The motives of the Russians in so acting were considered to be the desire to recoup themselves for their own catastrophic losses in industrial equipment in consequence of the German invasion of the Soviet Union, and to strike a crippling blow at Manchurian industrial potential. They knew that it had been built up by the Japanese Kwantung Army primarily to serve that force in a war against the Soviet Union and they apparently suspected that it might again be so used, particularly if China received American aid in the rehabilitation and technical direction of her industries. This may serve to explain, though not to excuse, the Soviet action.

It is incorrect to speak of the stripping of Manchurian industries by the Russians. Apart from the physical impossibility of such a task, the Russians were selective in their removals.
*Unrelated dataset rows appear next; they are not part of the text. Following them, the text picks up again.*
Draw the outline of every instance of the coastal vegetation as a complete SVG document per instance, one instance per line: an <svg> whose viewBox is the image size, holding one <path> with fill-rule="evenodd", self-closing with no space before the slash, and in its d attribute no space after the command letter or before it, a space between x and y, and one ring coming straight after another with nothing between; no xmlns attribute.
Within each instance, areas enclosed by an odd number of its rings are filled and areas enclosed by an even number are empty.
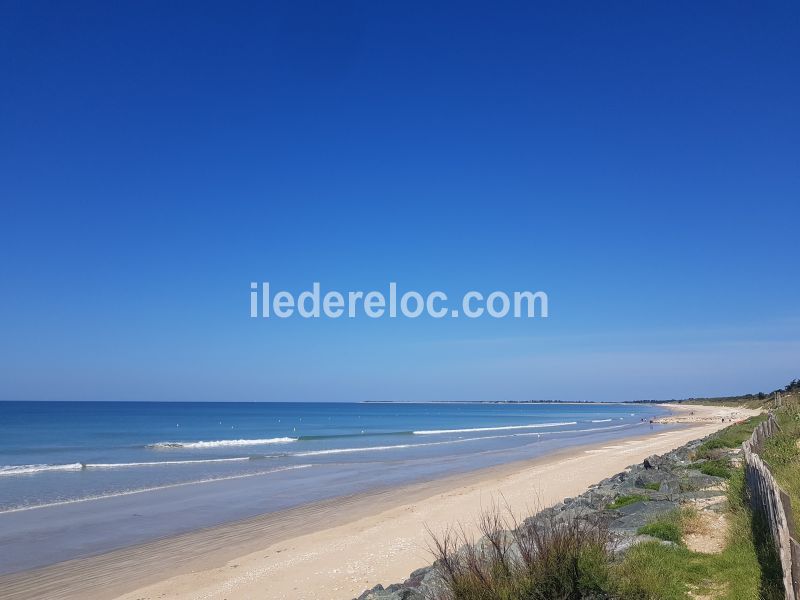
<svg viewBox="0 0 800 600"><path fill-rule="evenodd" d="M775 400L780 431L760 455L800 507L797 381ZM432 537L433 566L361 598L779 600L780 561L750 508L741 451L766 418L647 457L522 523L494 509L479 539L464 529Z"/></svg>
<svg viewBox="0 0 800 600"><path fill-rule="evenodd" d="M780 566L763 524L748 507L742 469L729 479L723 515L727 533L721 548L687 545L687 537L708 533L702 512L687 505L640 527L637 533L648 541L633 545L621 560L609 550L610 537L600 522L574 517L566 524L545 520L515 528L487 519L481 543L462 547L457 537L438 542L437 564L444 568L447 586L439 598L782 598ZM525 549L522 560L512 556L517 545Z"/></svg>
<svg viewBox="0 0 800 600"><path fill-rule="evenodd" d="M689 510L688 508L684 510ZM664 513L637 530L640 535L649 535L667 542L681 541L681 511Z"/></svg>
<svg viewBox="0 0 800 600"><path fill-rule="evenodd" d="M763 525L754 519L741 469L731 476L721 548L698 550L690 536L707 534L701 510L682 506L654 517L637 533L642 541L620 560L599 520L579 516L515 526L483 521L483 537L464 544L458 535L436 541L437 564L449 600L777 600L780 567Z"/></svg>
<svg viewBox="0 0 800 600"><path fill-rule="evenodd" d="M433 538L445 581L442 598L604 597L612 585L613 561L605 528L583 519L563 522L552 516L518 526L499 515L493 510L484 517L479 543L458 534Z"/></svg>
<svg viewBox="0 0 800 600"><path fill-rule="evenodd" d="M647 502L647 500L649 500L649 498L641 494L625 494L617 497L613 502L606 504L606 508L609 510L617 510L623 506L635 504L636 502Z"/></svg>
<svg viewBox="0 0 800 600"><path fill-rule="evenodd" d="M770 438L762 456L781 486L800 507L800 386L786 386L775 410L780 432ZM751 398L762 405L766 394ZM446 590L452 600L778 600L783 598L781 568L766 524L750 510L740 459L742 442L766 414L732 424L696 445L683 469L721 482L724 502L713 508L702 501L685 502L657 514L636 530L639 543L614 552L601 518L567 513L559 523L526 520L508 527L486 520L478 544L436 546L437 564L445 565ZM691 476L679 478L691 490ZM619 511L657 498L659 481L640 481L645 493L618 494L605 511ZM701 486L702 487L702 486ZM700 496L702 498L702 496ZM512 533L509 536L509 531ZM492 540L506 540L506 545ZM490 540L490 543L485 543ZM465 540L461 540L464 542ZM529 548L522 560L511 548ZM465 550L466 549L466 550ZM466 552L466 554L465 554Z"/></svg>
<svg viewBox="0 0 800 600"><path fill-rule="evenodd" d="M689 535L707 533L696 509L682 509L642 528L658 541L633 546L615 570L616 595L642 600L778 600L783 598L780 566L772 541L747 504L744 474L737 469L728 482L723 514L727 534L717 552L697 551Z"/></svg>
<svg viewBox="0 0 800 600"><path fill-rule="evenodd" d="M764 444L761 457L778 484L789 494L795 514L800 512L800 393L793 394L775 412L780 431ZM797 531L794 532L798 534Z"/></svg>
<svg viewBox="0 0 800 600"><path fill-rule="evenodd" d="M786 387L782 406L775 411L781 431L762 451L780 485L800 507L800 403L797 380ZM739 448L767 415L751 417L723 429L701 444L693 458L699 470L727 480L727 503L722 513L728 532L721 551L693 551L687 535L702 533L696 508L683 507L655 518L639 533L660 540L637 544L616 571L620 598L682 600L772 600L783 598L781 570L766 524L750 510L739 464ZM697 464L696 463L696 464Z"/></svg>
<svg viewBox="0 0 800 600"><path fill-rule="evenodd" d="M741 423L735 423L730 427L726 427L718 434L714 435L711 439L703 442L703 444L697 450L697 458L713 459L719 454L718 452L715 453L717 450L730 450L739 448L742 445L742 442L749 438L750 434L753 433L753 429L758 427L762 421L766 421L767 418L768 415L762 413L760 415L750 417Z"/></svg>
<svg viewBox="0 0 800 600"><path fill-rule="evenodd" d="M710 406L744 406L746 408L775 408L775 399L781 397L796 398L800 394L800 379L793 379L784 387L771 392L757 392L754 394L743 394L741 396L719 396L715 398L686 398L683 400L671 400L678 404L687 402L690 404L703 404ZM649 402L649 401L648 401ZM658 402L658 401L653 401Z"/></svg>
<svg viewBox="0 0 800 600"><path fill-rule="evenodd" d="M730 479L733 475L730 461L723 458L704 461L699 468L703 475L713 475L723 479Z"/></svg>

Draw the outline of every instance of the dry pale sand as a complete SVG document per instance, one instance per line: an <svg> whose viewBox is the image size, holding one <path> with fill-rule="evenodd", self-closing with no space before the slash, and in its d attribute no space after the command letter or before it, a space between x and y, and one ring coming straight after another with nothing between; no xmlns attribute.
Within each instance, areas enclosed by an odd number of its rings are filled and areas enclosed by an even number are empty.
<svg viewBox="0 0 800 600"><path fill-rule="evenodd" d="M695 404L670 404L668 408L672 414L653 419L653 422L674 425L677 423L719 423L724 419L725 424L730 424L731 421L746 419L756 412L747 408L709 407Z"/></svg>
<svg viewBox="0 0 800 600"><path fill-rule="evenodd" d="M681 428L319 502L0 577L0 589L5 598L20 599L349 600L429 564L426 527L442 531L463 524L474 532L482 509L498 502L524 516L577 495L646 456L755 413L668 408L686 419Z"/></svg>
<svg viewBox="0 0 800 600"><path fill-rule="evenodd" d="M376 583L402 581L431 560L428 533L447 525L474 527L481 510L502 501L518 515L553 504L646 456L667 452L755 411L670 406L689 426L653 436L546 457L514 472L492 470L414 502L265 547L212 569L169 578L125 596L169 599L350 599ZM693 412L694 414L687 414ZM725 423L722 419L725 419Z"/></svg>

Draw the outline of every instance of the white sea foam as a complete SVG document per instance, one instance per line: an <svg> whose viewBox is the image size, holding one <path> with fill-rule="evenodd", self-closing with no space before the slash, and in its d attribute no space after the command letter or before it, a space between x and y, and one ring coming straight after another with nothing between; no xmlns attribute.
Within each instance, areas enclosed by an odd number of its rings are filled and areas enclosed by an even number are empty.
<svg viewBox="0 0 800 600"><path fill-rule="evenodd" d="M83 469L83 465L79 462L68 465L4 465L0 467L0 475L30 475L44 471L80 471L81 469Z"/></svg>
<svg viewBox="0 0 800 600"><path fill-rule="evenodd" d="M531 434L520 434L531 435ZM423 448L425 446L446 446L449 444L463 444L464 442L475 442L478 440L494 440L499 438L516 437L516 435L489 435L473 438L459 438L457 440L445 440L443 442L424 442L422 444L393 444L391 446L365 446L363 448L330 448L328 450L308 450L307 452L295 452L292 456L323 456L325 454L350 454L352 452L377 452L381 450L402 450L403 448Z"/></svg>
<svg viewBox="0 0 800 600"><path fill-rule="evenodd" d="M151 462L129 462L129 463L86 463L87 469L124 469L130 467L164 467L167 465L199 465L207 463L229 463L243 462L250 460L249 456L237 456L235 458L207 458L204 460L161 460Z"/></svg>
<svg viewBox="0 0 800 600"><path fill-rule="evenodd" d="M0 466L0 476L35 475L50 471L82 471L85 469L124 469L130 467L163 467L167 465L193 465L206 463L229 463L249 461L249 456L235 458L208 458L204 460L162 460L153 462L128 463L69 463L63 465L4 465Z"/></svg>
<svg viewBox="0 0 800 600"><path fill-rule="evenodd" d="M571 423L570 423L571 424ZM638 425L638 423L637 423ZM464 442L477 442L483 440L499 440L515 437L532 437L553 435L556 433L589 433L594 431L606 431L609 429L620 429L622 427L631 427L631 425L612 425L610 427L591 427L589 429L565 429L564 431L543 431L541 433L511 433L506 435L483 435L480 437L458 438L456 440L445 440L442 442L424 442L421 444L394 444L391 446L365 446L362 448L330 448L328 450L309 450L307 452L293 452L292 456L308 457L308 456L323 456L326 454L350 454L353 452L377 452L381 450L402 450L404 448L423 448L426 446L445 446L449 444L463 444ZM468 430L459 430L468 431ZM482 431L482 430L481 430Z"/></svg>
<svg viewBox="0 0 800 600"><path fill-rule="evenodd" d="M440 446L442 444L454 444L457 442L469 442L480 438L470 438L465 440L449 440L447 442L430 442L427 444L394 444L391 446L366 446L363 448L330 448L328 450L308 450L307 452L295 452L292 456L323 456L325 454L350 454L352 452L377 452L380 450L401 450L403 448L419 448L422 446Z"/></svg>
<svg viewBox="0 0 800 600"><path fill-rule="evenodd" d="M86 496L84 498L74 498L72 500L60 500L58 502L47 502L44 504L33 504L31 506L17 506L6 510L0 510L0 514L22 512L25 510L35 510L37 508L48 508L51 506L61 506L63 504L78 504L81 502L89 502L91 500L106 500L108 498L117 498L119 496L132 496L134 494L142 494L144 492L155 492L158 490L166 490L169 488L185 487L188 485L197 485L200 483L213 483L215 481L230 481L232 479L247 479L249 477L258 477L260 475L271 475L273 473L281 473L284 471L294 471L296 469L307 469L314 465L293 465L291 467L278 467L269 471L258 471L256 473L243 473L240 475L227 475L224 477L209 477L207 479L198 479L196 481L184 481L181 483L168 483L166 485L158 485L153 487L139 488L135 490L125 490L122 492L113 492L110 494L98 494L96 496Z"/></svg>
<svg viewBox="0 0 800 600"><path fill-rule="evenodd" d="M423 429L414 431L415 435L435 435L439 433L474 433L476 431L505 431L508 429L539 429L540 427L563 427L565 425L576 425L576 421L566 421L564 423L532 423L530 425L505 425L502 427L470 427L468 429Z"/></svg>
<svg viewBox="0 0 800 600"><path fill-rule="evenodd" d="M604 422L597 421L597 422ZM569 423L550 423L544 426L556 426L556 425L572 425L574 422ZM292 452L288 454L284 454L282 456L296 456L296 457L309 457L309 456L324 456L328 454L351 454L355 452L379 452L385 450L402 450L406 448L422 448L427 446L443 446L449 444L463 444L465 442L476 442L476 441L483 441L483 440L495 440L495 439L506 439L506 438L515 438L515 437L532 437L537 436L540 437L542 435L554 435L554 434L566 434L566 433L589 433L589 432L596 432L596 431L607 431L610 429L621 429L624 427L633 427L635 425L641 425L641 423L634 423L631 425L612 425L609 427L592 427L589 429L565 429L563 431L543 431L543 432L526 432L526 433L511 433L505 435L488 435L488 436L480 436L480 437L466 437L466 438L458 438L454 440L443 440L440 442L424 442L419 444L393 444L393 445L386 445L386 446L363 446L363 447L349 447L349 448L329 448L326 450L308 450L306 452ZM533 427L532 425L526 425L523 427ZM453 432L463 432L463 431L487 431L487 430L506 430L506 429L519 429L521 427L493 427L493 428L480 428L480 429L460 429L460 430L452 430ZM415 432L416 433L416 432ZM294 438L286 438L294 441ZM248 440L252 441L252 440ZM40 465L5 465L0 466L0 476L9 476L9 475L31 475L36 473L42 473L47 471L81 471L81 470L91 470L91 469L117 469L117 468L136 468L136 467L161 467L167 465L192 465L192 464L206 464L206 463L230 463L230 462L247 462L252 460L251 457L248 456L238 456L238 457L231 457L231 458L210 458L210 459L194 459L194 460L165 460L165 461L150 461L150 462L130 462L130 463L70 463L70 464L60 464L60 465L49 465L49 464L40 464ZM304 466L311 466L311 465L300 465L300 467ZM277 469L285 470L285 469L293 469L297 467L283 467ZM273 472L273 471L268 471ZM254 473L252 475L259 475L264 474L264 472ZM251 474L241 475L241 477L249 477ZM234 475L231 478L239 478L240 475ZM217 481L218 479L227 479L228 477L221 477L221 478L212 478L207 480L201 480L195 483L202 483L205 481ZM176 484L176 485L184 485L184 484ZM170 487L170 486L167 486ZM147 488L147 489L160 489L160 488ZM137 491L146 491L146 490L137 490ZM128 493L128 492L125 492ZM133 493L133 492L130 492ZM124 493L123 493L124 494ZM106 497L106 496L101 496ZM2 512L2 511L0 511Z"/></svg>
<svg viewBox="0 0 800 600"><path fill-rule="evenodd" d="M608 427L590 427L589 429L565 429L563 431L545 431L544 433L587 433L589 431L608 431L609 429L623 429L626 427L637 427L643 423L629 423L623 425L609 425ZM519 435L534 435L531 433L520 433Z"/></svg>
<svg viewBox="0 0 800 600"><path fill-rule="evenodd" d="M611 419L592 419L592 423L608 423Z"/></svg>
<svg viewBox="0 0 800 600"><path fill-rule="evenodd" d="M267 444L288 444L296 442L297 438L277 437L256 440L214 440L210 442L157 442L149 444L148 448L158 450L169 448L224 448L226 446L264 446Z"/></svg>

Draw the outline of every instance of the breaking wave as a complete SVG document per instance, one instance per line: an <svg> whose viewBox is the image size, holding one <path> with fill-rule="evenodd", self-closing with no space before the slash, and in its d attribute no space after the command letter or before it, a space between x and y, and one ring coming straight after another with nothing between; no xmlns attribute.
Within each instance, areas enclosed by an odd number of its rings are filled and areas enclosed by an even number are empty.
<svg viewBox="0 0 800 600"><path fill-rule="evenodd" d="M48 471L83 471L86 469L125 469L130 467L163 467L168 465L197 465L207 463L244 462L257 458L270 458L269 456L237 456L235 458L208 458L204 460L162 460L152 462L124 462L124 463L69 463L64 465L4 465L0 467L0 476L3 475L34 475Z"/></svg>
<svg viewBox="0 0 800 600"><path fill-rule="evenodd" d="M45 471L80 471L81 469L83 469L83 464L79 462L68 465L4 465L0 467L0 476L30 475Z"/></svg>
<svg viewBox="0 0 800 600"><path fill-rule="evenodd" d="M476 431L506 431L508 429L539 429L540 427L564 427L567 425L577 425L577 421L566 421L564 423L532 423L530 425L504 425L501 427L470 427L467 429L423 429L415 431L415 435L435 435L439 433L474 433Z"/></svg>
<svg viewBox="0 0 800 600"><path fill-rule="evenodd" d="M80 464L80 463L79 463ZM269 471L257 471L255 473L241 473L238 475L226 475L223 477L207 477L205 479L198 479L196 481L182 481L180 483L168 483L165 485L156 485L151 487L142 487L138 489L132 490L123 490L120 492L111 492L107 494L96 494L92 496L85 496L83 498L73 498L70 500L58 500L56 502L45 502L42 504L30 504L24 506L15 506L6 509L0 509L0 514L3 513L15 513L15 512L22 512L27 510L35 510L37 508L49 508L51 506L61 506L64 504L78 504L81 502L89 502L91 500L104 500L106 498L118 498L120 496L132 496L134 494L141 494L144 492L153 492L156 490L166 490L170 488L179 488L185 487L190 485L197 485L202 483L214 483L216 481L230 481L232 479L248 479L251 477L260 477L262 475L271 475L273 473L283 473L284 471L294 471L297 469L308 469L309 467L313 467L314 465L293 465L289 467L278 467L276 469L271 469Z"/></svg>
<svg viewBox="0 0 800 600"><path fill-rule="evenodd" d="M157 450L169 448L225 448L232 446L265 446L267 444L288 444L296 441L297 438L293 437L277 437L256 440L214 440L210 442L156 442L155 444L148 444L147 448L153 448Z"/></svg>

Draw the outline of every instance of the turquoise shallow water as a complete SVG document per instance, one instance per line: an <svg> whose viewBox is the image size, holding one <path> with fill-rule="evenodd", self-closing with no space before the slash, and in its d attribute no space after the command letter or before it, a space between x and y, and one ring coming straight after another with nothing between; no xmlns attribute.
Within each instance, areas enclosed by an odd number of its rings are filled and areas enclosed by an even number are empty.
<svg viewBox="0 0 800 600"><path fill-rule="evenodd" d="M0 573L660 429L632 404L0 403Z"/></svg>

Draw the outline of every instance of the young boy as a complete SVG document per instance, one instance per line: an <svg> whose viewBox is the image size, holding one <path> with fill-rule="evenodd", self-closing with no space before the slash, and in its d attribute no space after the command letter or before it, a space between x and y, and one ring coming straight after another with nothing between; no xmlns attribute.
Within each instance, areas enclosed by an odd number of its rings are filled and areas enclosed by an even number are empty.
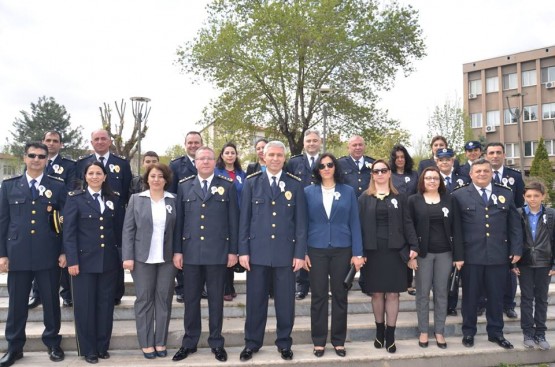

They appear, however, to have wantonly destroyed a certain amount of what they did not, or could not, take away, while by the removal of key parts they paralysed much of the equipment which they left intact. The most comprehensive estimate of the effect upon the Manchurian industrial structure was that made by Mr Edwin Pauley, the United States Reparations Commissioner, who paid a visit to Manchuria in June 1946, and submitted a Report to President Truman. The Report states that ‘the Soviets did not take everything. They concentrated on certain categories of supplies, machinery and equipment. In addition to taking stockpiles and certain complete industrial installations, the Soviets took by far the larger part of all functioning power-generating and transforming equipment, electric motors, experimental plants, laboratories and hospitals. In machine-tools, they took only the newest and best, leaving antiquated tools behind.’[2] The Report furthermore states that: ‘How much of the wrecked condition is a direct result of Soviet removals and how much may be ascribed to pillage, civil war, and indirect consequences of the Soviet occupation cannot be accurately determined.’ Mr Everett D. Hawkins, who in 1946 was Director of the Mukden Office of the U.S. Information Service, says that ‘The general belief is that the Japanese had to cannibalize a certain number of their machines towards the close of the war to keep certain plants going, that the small tools, equipment and materials which are being sold in some of the black “open” markets in Mukden were looted by the Chinese, but that the generators and heavy equipment were systematically taken by the Soviets, put in railroad cars and sent up north, probably to Siberia.’[3]

  • [1] D. H. Lew, ‘Manchurian Booty and International Law’, American Journal of International Law, Vol. 40, No. 3, July 1946, p. 584.
  • [2] New York Times, 14 December 1946.
  • [3] E. D. Hawkins, ‘Manchuria’s Post-war Economy,’ Far Eastern Survey, Vol. XVI, No.3 , 12 February 1947, p. 35.